Studio Yellow, Week 4

In a Reggio Emilia inspired school such as Lincoln Nursery School teachers are viewed as more than just partners in their students’ education.  Rather we play many different roles – roles which help guide our journey with children. We carefully observe and document the children. We listen to their spoken words, we observe subtle body language that oftentimes is invisible to their peers and we notice interests that recur throughout the studio.  As well as being documenters we are also advocates for the children. We see them as competent and curious therefore we create an environment where they can work and play more closely with not only their peers but also the parents and other adults with whom they may come into contact.

Oftentimes in order to successfully work in this way it becomes necessary for us to pause and focus our efforts less on research topics and more on practicing how to work collaboratively and inclusively.

At the beginning of the school year children enter Studio Yellow from many different environments.  Some children are familiar with each other as they were peers within Studio Blue, others have come from different schools and for some it is their first school experience.  With this in mind, we are conscious to help weave these different experiences into one Studio Yellow community. 

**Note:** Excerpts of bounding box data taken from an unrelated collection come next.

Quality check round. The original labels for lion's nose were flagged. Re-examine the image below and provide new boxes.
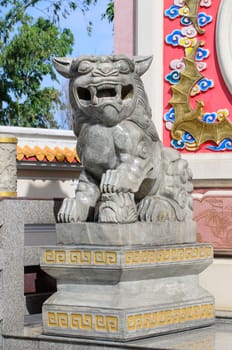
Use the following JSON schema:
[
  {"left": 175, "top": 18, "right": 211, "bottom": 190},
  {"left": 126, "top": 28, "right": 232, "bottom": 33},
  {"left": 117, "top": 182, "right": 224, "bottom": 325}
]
[{"left": 93, "top": 63, "right": 118, "bottom": 77}]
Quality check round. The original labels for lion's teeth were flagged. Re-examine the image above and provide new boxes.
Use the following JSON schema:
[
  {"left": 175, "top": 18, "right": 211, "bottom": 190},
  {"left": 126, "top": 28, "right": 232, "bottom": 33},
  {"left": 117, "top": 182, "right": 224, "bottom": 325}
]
[
  {"left": 115, "top": 85, "right": 122, "bottom": 99},
  {"left": 89, "top": 86, "right": 98, "bottom": 105}
]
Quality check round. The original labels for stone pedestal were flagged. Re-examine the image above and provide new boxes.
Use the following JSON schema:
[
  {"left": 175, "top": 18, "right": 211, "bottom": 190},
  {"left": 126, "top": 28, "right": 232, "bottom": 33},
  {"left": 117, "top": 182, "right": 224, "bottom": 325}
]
[{"left": 41, "top": 221, "right": 214, "bottom": 341}]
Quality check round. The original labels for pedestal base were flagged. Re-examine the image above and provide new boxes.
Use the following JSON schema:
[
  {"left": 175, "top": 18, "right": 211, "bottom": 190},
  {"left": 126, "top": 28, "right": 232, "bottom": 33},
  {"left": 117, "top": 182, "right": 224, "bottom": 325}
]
[{"left": 41, "top": 224, "right": 214, "bottom": 341}]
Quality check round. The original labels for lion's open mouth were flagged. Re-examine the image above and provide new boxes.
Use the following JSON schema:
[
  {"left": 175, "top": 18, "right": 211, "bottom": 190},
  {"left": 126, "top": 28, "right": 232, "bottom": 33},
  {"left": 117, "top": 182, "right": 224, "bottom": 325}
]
[{"left": 77, "top": 84, "right": 134, "bottom": 105}]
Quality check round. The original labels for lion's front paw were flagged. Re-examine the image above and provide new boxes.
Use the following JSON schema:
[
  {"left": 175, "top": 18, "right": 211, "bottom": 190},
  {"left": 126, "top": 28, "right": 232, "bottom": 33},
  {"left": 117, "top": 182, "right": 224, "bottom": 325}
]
[
  {"left": 98, "top": 193, "right": 137, "bottom": 224},
  {"left": 58, "top": 198, "right": 89, "bottom": 223}
]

Currently we are witness to the exclusive language of “No boys allowed,” “Just she’s my friend – we’re having a playdate today,” or “We only want to play with boys.” We are also hearing one or two children directing play, ignoring the protests of those with different ideas. We are constantly listening to identify those scenarios aiming to be aware when we need to step in. Our hope is to guide less vocal children so that their voices can be heard, while also supporting those organizing the play to be more inclusive. It is helpful for us to model language in the hopes that it will empower children to eventually address these situations independently.

Perhaps you’ve heard within the studio or even heard from your children, some of the following questions…
Look at your friend’s face. How do you think that makes him feel?
What might that face be trying to tell us?
Can you use kind words to ask her that?
Did you want her to do that?
How would you feel if he did that to you?
Is it okay to make our friends feel sad?
Who is the boss of your body?
Who gets to choose what you want to play?
Do you have any ideas of how you can join that game?
Why don’t you ask him what he is doing?
Let’s check in with each other.

We’ve shared some stories this week to hopefully get the children thinking.

While we will continue to help children navigate social situations throughout the year, we are already noticing baby steps in the right direction. When we do hear children helping children or addressing each other directly we are quick to acknowledge with words of praise. Learning the art of social pragmatics is the work of three and four year olds, beginning now, and as we know, continuing throughout their lives.